Guys, if someone approach you on Tinder with a fear of intimacy looking to get over it by slowly experimenting with you, what should she say?

Amondee

I have an unusual question to ask and I'd really appreciated your thoughts and advices.

I have a crippling fear of intimacy (emotional & physical) and it has prevented me from having any meaningful relationships so far. I'm outgoing, funny, sweet... but as soon as it becomes romantic, I run away faster that the Road Runner. In my (very few) previous relationships, I either ended things very quickly because of the constant anxiety I felt or I ended up being dumped just as quick because the only men I feel close to are those who are clearly just as scared of relationships as I am. Before now, I was travelling, exploring life in solo and not taking this fear very seriously. I thought someday I'd meet someone and I'll get over this fear naturally.

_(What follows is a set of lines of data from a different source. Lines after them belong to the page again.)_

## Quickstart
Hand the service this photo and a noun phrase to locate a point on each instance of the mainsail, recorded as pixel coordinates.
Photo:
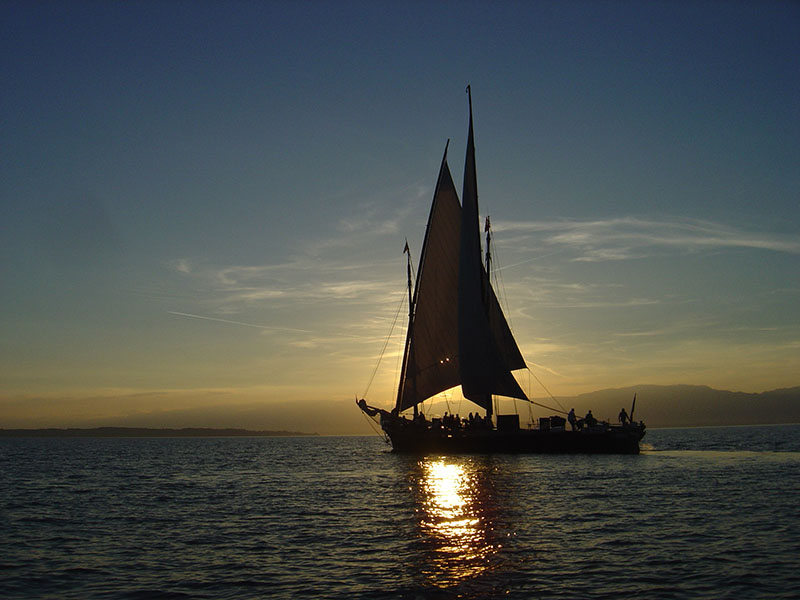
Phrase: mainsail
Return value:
(457, 332)
(487, 349)
(431, 363)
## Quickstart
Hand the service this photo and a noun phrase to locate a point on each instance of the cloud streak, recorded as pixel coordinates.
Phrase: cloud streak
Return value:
(232, 322)
(629, 237)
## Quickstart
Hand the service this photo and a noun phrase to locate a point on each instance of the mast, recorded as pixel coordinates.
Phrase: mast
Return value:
(487, 349)
(429, 358)
(407, 347)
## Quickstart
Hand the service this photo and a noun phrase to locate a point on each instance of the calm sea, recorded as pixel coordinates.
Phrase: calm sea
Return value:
(701, 513)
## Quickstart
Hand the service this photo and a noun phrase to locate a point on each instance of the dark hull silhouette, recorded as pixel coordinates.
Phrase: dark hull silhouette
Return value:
(408, 437)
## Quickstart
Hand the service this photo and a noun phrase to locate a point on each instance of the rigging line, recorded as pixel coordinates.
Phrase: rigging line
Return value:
(385, 343)
(375, 427)
(548, 392)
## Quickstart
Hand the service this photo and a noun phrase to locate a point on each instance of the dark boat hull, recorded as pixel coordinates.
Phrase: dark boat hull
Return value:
(601, 440)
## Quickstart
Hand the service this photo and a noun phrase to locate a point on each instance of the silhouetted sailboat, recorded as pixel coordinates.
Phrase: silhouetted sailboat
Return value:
(458, 335)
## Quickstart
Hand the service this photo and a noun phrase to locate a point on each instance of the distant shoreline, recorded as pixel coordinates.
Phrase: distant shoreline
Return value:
(146, 432)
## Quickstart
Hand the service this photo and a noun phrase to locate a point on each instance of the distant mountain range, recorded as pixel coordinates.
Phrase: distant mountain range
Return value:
(692, 405)
(656, 405)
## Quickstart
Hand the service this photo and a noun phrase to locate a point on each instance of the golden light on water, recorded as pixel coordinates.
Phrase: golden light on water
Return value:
(453, 521)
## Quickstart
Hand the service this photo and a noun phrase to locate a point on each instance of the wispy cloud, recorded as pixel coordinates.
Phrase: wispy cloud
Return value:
(630, 237)
(232, 322)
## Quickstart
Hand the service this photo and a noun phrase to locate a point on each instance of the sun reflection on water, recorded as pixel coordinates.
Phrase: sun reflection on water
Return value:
(454, 521)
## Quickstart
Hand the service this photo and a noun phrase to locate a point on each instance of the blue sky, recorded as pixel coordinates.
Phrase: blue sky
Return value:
(258, 166)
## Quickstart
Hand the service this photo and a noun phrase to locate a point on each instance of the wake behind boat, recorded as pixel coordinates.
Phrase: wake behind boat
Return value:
(458, 335)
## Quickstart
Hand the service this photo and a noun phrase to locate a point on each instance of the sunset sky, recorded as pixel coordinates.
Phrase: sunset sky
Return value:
(203, 205)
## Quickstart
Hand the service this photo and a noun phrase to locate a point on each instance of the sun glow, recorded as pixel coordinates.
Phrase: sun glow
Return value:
(453, 523)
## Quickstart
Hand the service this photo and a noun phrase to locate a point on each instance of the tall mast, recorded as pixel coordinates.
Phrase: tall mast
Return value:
(404, 371)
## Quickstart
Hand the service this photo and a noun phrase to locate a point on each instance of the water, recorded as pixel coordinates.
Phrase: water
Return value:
(701, 513)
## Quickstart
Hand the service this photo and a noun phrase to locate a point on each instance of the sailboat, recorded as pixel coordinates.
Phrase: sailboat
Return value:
(458, 335)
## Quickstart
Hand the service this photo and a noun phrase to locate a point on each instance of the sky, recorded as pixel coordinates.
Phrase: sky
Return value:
(203, 205)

But now I'm 34, I'm being realistic, it's getting in the way and I'll be a "forever alone living meme" if I never put myself out there. I did a 2 year therapy to look at the root of it all and now I want to get over it so I'm trying things slowly (just asking for your help in here is already a huge step for me). Every time I'm trying something, it's like I have arachnophobia and I have to motivate myself to enter a pool of spiders, it's hard to not give up... But anyway, a few months ago, I thought I'd give Tinder a shot. I wasn't able to swipe anyone right (even those I liked) because it meant I had to be vulnerable and explain my situation but now I would like to challenge myself to engage with a man, ask him out and workout a very chill relationship where I can explore my fear slowly.

And that's where my question is : If you were approached by someone like me on Tinder, how would you like to be asked for that type of relationship? Would you be turned off by all this?

It may sound like a stupid question, but I have genuinely no idea how to explain myself without sounding like I want to experiment on you. It's not a one night stand, it's not a sex friend relationship either because if I choose you, I like you. Thoughts?

Guys, if someone approach you on Tinder with a fear of intimacy looking to get over it by slowly experimenting with you, what should she say?